Il 44mo anniversario della nascita dell’hip hop

Come spesso accade, c’è un po’ di confusione ed un alone di leggenda, sulla nascita dell’hip hop. Alcuni sostengono che questo movimento musicale (e culturale) sia nato alla fine degli anni sessanta, altri addirittura individuano una data precisa: l’11 agosto 1973, esattamente 44 anni fa.
Non c’è dubbio invece nel luogo da cui questo fenomeno culturale è partito, prima di diffondersi rapidamente in tutto il mondo: New York, quartiere del Bronx.

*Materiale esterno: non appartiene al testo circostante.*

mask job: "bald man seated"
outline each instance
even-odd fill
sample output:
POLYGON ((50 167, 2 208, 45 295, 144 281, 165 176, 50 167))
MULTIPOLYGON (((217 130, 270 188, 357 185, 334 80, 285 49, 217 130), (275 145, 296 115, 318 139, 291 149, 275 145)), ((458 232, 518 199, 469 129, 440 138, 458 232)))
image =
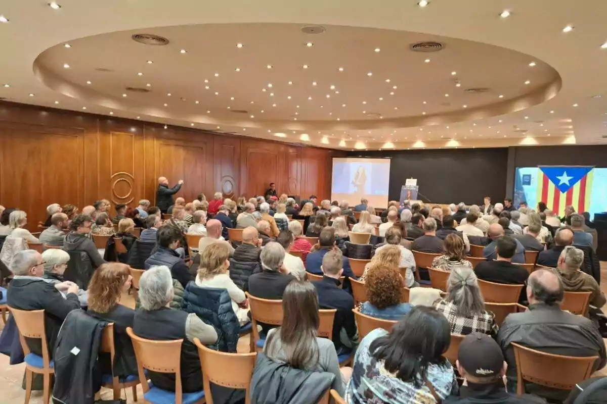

In quel periodo uno dei DJ più popolari della Grande Mela era un immigrato giamaicano DJ Kool Herc, che notò come nella comunità afro-americana il raggae non fosse particolarmente amato. Herc ed altri dj notarono inoltre che chi ballava la loro musica preferiva più le parti con forti percussioni, ed iniziarono ad estendere l’uso del mixer audio e del doppio giradischi. All’interno di un’atmosfera di forte competizione, Herc, i suoi amici ed i suoi “avversari” svilupparono velocemente altre tecniche di mixaggio per mantenere i partecipanti attivi, eccitati.
Ma se la musica e la cultura musicale africana sono alla base dell’influenza e della nascita dell’hip hop, ben presto questo movimento diventa qualcosa di più complesso ed articolato.
L’ hip hop si basa su quattro discipline principali: Il Rap, l’arte della manipolazione del giradischi, detta il Turntablism, il B-Boyng (conosciuto anche come Breakdance), ed infine l’ arte delle bombolette, L’Aerosol art o writing quest’ultimo dovuto principalmente ai latino-americani di New York.
In pochi decenni l’hip hop non soltanto ha travalicato i confini geografici della sua nascita per diventare un fenomeno globale ma ha invaso il cinema, la tv, la moda, lo stile di vita di milioni di giovani diventando un fatto di costume tra i più importanti della storia contemporanea.